One can debate the morality of the war, but I have felt since before it began that if nothing else the war was dumb. It was an unnecessary conflict against a dictator who, loathsome as he was, posed no serious threat to the United States or our chief Middle East allies, Israel, Egypt and Jordan.

The history of the past three years has, I think, shown that--for once--my thinking was right. Look at the cost of the war: More than 2300 American dead, including many of our best officers and NCOs, more than 17,000 more wounded, many of them seriously. Add to that tens of thousands of thousands of veterans who are and will suffer from serious psychological after-effects. Then there are the Iraqis, to whom our media give much less coverage, but who have suffered much more: Conservative estimates say that more than 30,000 Iraqis have died; some say the figure is several times that number. I have seen no estimate of the wounded.

Those are just the direct effects of the war. The less obvious effects are even worse. Soon, we will have spent $300 billion, at a time when the government's finances are hemorrhaging money; our children and grandchildren will pay off that debt, plus interest, to bankers in other countries. Iraq has taken time and energy away from urgent problems at home--not least being to truly secure the country from those who would destroy it. Were it not for the war, New Orleans might conceivably have been prepared for a major hurricane. We have also given North Korea and Iran a free run to obtain and/or expand nuclear arsenals. We have shredded our credibility in the Middle East and in most of the Muslim world--not to mention our standing with old allies in Europe. The Iraq war has made it easier for the Sudanese government to foment and continue genocide, first in Darfur and now in the neighboring nation of Chad.

Then there is the moral corruption that the war has worked on this country. Think of Abu Ghraib and the cover-up of command responsibility. (Today's New York Times has a major story about another instance of American abuse of prisoners in Iraq.) Iraq has given political cover to the administration's violations of humane standards, international treaties and international law at Guantanamo Bay, and to warrantless surveillance of Americans at home.

All this for what?
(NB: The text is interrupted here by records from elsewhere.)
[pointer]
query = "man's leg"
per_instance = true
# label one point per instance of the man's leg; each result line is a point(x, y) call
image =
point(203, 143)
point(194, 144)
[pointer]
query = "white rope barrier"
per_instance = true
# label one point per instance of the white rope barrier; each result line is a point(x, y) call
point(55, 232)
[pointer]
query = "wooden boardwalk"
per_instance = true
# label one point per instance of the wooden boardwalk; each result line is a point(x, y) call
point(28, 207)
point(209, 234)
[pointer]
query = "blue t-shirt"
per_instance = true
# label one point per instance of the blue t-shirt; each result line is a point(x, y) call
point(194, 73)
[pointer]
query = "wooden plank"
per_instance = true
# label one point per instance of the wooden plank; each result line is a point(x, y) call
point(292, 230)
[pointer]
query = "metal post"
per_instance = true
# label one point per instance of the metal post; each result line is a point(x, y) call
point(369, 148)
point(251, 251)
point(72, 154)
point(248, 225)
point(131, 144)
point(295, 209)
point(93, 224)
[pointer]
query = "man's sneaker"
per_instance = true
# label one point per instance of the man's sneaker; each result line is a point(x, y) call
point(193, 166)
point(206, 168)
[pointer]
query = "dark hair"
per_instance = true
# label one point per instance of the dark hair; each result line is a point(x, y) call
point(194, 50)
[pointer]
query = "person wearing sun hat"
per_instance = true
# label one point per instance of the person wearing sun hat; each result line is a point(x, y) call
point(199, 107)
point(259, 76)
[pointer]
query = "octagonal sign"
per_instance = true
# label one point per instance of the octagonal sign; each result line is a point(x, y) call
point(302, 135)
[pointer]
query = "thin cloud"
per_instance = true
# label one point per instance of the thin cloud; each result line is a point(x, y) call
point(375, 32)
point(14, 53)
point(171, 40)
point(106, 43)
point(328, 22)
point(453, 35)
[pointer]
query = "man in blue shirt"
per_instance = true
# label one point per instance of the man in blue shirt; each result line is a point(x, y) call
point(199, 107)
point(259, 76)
Mr. Bush says that we are establishing democracy in Iraq. That country is a "nation" that was the artificial construct of imperial interests less than a century ago (as the war threatened, I wrote to Tom Friedman, one of the liberal defenders of the war, and told him that Iraq is not a nation but a geographic expression; once again I regret to observe that I seem to have been right). Iraqis have little common national history, centuries of hostility toward one another and no experience of democracy, or even responsive or representative government. If you think that the Iraqis could develop a democratic system in a few years, consider this: the time that passed between the first English settlement in what is now the US and the Declaration of Independence was roughly the same number of years that elapsed between the signing of the Declaration and WWII. All that time, the colonies were developing, refining and debating the system that became the American republic. Even with that experience, our system was hardly a perfect democracy; indeed, its imperfections are still matters for debate today. What chance, then, would the Iraqis have even if they were as cohesive a nation as we were in 1789?

Iraq may not be the greatest mistake that the United States makes in the 21st Century, but if something worse comes along, I fear for the republic.